Callyope builds the first AI copilot for mental health clinicians
How this French startup’s speech foundation model transforms patient monitoring in psychiatry
With more than 1 in 8 adults affected by serious mental illnesses annually and only 7% receiving adequate treatment, psychiatry remains a critical public health challenge. The rising prevalence of mental health conditions, coupled with a growing shortage of clinicians, demands innovative approaches to mental health care.
French startup Callyope is developing solutions to enhance both efficiency and quality of care in psychiatry. Cofounders Xuan-Nga Cao, Rachid Riad and Martin Denais built a specialized speech foundation model that monitors mental health symptoms – like depression, anxiety, insomnia, and psychosis – by integrating patient speech, smartphone sensors and clinical information.
Monitoring brain health with speech foundation models
“Patients download our app and set up their own disease monitoring strategy: symptom self-reporting, voice journaling or passive speech assessment – where our system analyses phone conversations with selected caregivers.” explains Martin Denais. “Just one minute of speech – combined with smartphone sensors and medical data – provides sufficient input to assess most symptoms in depression, bipolar disorders and schizophrenia. This creates an objective monitoring system with minimal burden, and maximal agency for patients”.
At the core of Callyope’s technology is their audio-language foundation model, which processes speech data, sensor metrics related to sleep or activity, and clinical information to generate contextualized clinical insights. This model enables a range of clinical applications – all accessible through Callyope Copilot, the first AI copilot for mental health practitioners.

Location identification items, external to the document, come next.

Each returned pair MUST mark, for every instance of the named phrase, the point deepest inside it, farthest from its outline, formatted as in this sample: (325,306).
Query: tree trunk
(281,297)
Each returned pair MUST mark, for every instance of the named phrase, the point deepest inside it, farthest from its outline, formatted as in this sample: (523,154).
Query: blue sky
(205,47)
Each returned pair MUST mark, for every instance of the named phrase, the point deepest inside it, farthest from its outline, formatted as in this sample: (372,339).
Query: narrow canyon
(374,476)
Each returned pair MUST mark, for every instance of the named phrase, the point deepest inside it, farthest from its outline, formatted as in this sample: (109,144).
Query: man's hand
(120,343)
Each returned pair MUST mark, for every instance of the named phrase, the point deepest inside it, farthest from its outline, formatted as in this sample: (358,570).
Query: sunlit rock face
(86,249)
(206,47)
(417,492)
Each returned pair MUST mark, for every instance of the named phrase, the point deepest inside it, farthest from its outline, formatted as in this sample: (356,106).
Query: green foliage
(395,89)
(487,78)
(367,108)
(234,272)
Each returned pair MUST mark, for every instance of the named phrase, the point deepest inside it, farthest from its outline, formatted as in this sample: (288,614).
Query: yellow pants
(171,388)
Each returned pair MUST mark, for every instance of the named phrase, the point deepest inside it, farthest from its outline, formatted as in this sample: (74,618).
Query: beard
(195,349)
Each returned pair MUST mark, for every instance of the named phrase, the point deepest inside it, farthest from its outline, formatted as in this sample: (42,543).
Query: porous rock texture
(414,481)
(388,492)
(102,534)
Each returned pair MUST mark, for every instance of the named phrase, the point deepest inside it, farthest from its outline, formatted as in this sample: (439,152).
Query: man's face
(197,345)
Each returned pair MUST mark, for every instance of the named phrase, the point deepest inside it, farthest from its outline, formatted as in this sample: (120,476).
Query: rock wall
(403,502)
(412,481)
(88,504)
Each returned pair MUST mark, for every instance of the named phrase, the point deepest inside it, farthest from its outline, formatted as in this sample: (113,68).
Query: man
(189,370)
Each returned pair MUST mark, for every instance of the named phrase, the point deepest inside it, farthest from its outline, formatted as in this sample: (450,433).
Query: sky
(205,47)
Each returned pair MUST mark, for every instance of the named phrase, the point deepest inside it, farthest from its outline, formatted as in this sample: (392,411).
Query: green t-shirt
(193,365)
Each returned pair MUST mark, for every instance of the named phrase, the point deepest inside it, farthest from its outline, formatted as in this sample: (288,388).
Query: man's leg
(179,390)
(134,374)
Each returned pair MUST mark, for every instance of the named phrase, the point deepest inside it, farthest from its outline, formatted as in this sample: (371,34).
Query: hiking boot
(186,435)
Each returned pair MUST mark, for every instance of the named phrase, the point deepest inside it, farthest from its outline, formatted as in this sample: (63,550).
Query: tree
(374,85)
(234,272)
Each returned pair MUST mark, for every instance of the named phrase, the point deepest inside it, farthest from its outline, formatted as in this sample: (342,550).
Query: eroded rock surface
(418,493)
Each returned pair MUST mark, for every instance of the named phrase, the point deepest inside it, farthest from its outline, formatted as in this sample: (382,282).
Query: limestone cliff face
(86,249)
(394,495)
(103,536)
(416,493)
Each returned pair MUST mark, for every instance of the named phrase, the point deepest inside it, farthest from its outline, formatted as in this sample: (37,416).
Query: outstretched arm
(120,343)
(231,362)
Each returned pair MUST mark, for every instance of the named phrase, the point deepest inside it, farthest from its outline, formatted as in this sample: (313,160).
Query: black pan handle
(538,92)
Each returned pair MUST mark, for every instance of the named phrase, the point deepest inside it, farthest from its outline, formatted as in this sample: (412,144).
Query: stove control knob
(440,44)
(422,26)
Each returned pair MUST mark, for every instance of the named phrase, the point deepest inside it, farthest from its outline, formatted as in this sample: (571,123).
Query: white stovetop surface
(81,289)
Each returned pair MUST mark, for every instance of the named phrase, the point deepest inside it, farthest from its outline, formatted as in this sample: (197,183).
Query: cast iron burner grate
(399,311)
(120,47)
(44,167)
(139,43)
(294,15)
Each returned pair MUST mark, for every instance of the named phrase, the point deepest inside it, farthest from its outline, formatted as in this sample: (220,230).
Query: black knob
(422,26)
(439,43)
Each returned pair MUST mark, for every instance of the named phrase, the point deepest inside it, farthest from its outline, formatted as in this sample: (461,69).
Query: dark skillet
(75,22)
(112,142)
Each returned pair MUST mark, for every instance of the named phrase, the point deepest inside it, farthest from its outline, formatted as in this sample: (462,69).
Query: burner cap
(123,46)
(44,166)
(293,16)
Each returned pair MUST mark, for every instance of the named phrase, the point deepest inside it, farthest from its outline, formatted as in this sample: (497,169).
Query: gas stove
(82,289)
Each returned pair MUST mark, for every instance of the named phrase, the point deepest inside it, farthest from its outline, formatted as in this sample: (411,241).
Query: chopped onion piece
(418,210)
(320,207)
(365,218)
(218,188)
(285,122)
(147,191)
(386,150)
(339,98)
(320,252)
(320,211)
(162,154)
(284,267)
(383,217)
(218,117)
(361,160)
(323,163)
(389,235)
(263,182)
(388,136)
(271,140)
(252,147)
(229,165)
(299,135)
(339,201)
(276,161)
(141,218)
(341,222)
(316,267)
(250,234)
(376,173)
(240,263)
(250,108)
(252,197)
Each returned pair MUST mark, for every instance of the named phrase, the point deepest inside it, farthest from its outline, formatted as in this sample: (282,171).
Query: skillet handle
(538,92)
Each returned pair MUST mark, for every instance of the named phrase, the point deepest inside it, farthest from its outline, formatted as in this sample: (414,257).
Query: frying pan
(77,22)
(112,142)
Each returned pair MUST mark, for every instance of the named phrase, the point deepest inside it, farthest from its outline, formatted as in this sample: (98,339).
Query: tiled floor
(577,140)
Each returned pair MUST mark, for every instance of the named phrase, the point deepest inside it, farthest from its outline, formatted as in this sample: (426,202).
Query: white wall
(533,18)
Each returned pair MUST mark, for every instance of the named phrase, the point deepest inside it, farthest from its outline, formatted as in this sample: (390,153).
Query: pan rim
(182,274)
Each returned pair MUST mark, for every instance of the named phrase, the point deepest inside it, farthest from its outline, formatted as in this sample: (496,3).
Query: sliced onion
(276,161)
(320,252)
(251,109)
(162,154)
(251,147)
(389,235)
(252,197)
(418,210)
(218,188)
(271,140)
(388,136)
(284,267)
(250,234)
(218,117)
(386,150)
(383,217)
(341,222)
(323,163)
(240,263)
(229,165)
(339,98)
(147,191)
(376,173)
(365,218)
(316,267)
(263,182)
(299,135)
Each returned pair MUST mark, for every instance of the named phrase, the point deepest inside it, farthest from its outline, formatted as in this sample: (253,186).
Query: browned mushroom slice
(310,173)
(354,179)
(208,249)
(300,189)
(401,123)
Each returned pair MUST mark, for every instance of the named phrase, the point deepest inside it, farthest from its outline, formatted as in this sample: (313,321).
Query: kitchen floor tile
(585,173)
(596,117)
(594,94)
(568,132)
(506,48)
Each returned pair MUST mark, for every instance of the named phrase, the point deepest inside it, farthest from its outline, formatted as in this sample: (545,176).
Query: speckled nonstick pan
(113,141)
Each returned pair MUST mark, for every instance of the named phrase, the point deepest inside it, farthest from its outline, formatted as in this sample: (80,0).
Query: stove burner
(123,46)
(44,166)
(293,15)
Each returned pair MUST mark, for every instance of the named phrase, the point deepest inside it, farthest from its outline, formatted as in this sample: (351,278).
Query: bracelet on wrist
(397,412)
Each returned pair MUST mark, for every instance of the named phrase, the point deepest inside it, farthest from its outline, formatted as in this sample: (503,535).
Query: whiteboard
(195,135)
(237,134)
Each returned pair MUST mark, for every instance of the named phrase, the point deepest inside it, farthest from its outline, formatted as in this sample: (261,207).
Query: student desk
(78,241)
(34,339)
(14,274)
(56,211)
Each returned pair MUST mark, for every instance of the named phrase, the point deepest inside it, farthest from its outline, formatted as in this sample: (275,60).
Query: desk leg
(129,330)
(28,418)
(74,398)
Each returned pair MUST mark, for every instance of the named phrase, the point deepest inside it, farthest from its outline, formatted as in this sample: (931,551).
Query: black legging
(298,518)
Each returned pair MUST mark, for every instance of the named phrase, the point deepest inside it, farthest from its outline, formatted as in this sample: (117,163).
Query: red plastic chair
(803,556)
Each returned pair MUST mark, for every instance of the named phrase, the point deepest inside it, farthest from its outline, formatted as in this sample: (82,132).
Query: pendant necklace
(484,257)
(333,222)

“Currently, clinicians can use Callyope Copilot to assess symptoms through our CallyoCare MD speech analysis tool, and to summarise complex cases from uploaded medical docs” Martin notes. “We’re advancing our clinical roadmap to enhance our medical device for remote monitoring and relapse detection – with the goal of becoming the essential daily tool for all mental health practitioners.”
AI is bound to revolutionize mental health care
The co-founder acknowledges a key challenge facing AI healthtech companies: ensuring AI models are trained on diverse, real-world datasets to maintain clinical performance outside controlled settings.
Despite these hurdles, he believes AI will become essential in mental health care: “Demand for mental health care is growing dramatically, while we face a worsening global shortage of clinicians. If we hope to improve – or even maintain – care quality, we must develop new approaches to mental health care delivery." Martin says.
Callyope relies on Google Cloud to power its infrastructure and on Gemma open models to develop their deep learning technologies and for a range of internal projects. As participants of the Growth Academy: Google for AI Health program, the founders had the rare opportunity to gain practical advice from the Google team, ranging from Deepmind top AI researchers to Google cloud cybersecurity experts.
Martin says “The startup journey involves numerous technical and personal challenges. Having direct access to expertise from the Google team has been incredibly helpful,” says Martin.
The founders envision Callyope Copilot as the essential cornerstone tool for all mental health clinicians, supporting more informed clinical decisions by seamlessly accessing and interpreting critical data from both electronic health records and patient behavioral patterns.
Today, Callyope is conducting seven clinical studies with over 1,000 patients and 2,000 controls — with plans to publish multiple research papers to drive the field forward.
“We’re just getting started,” says Martin.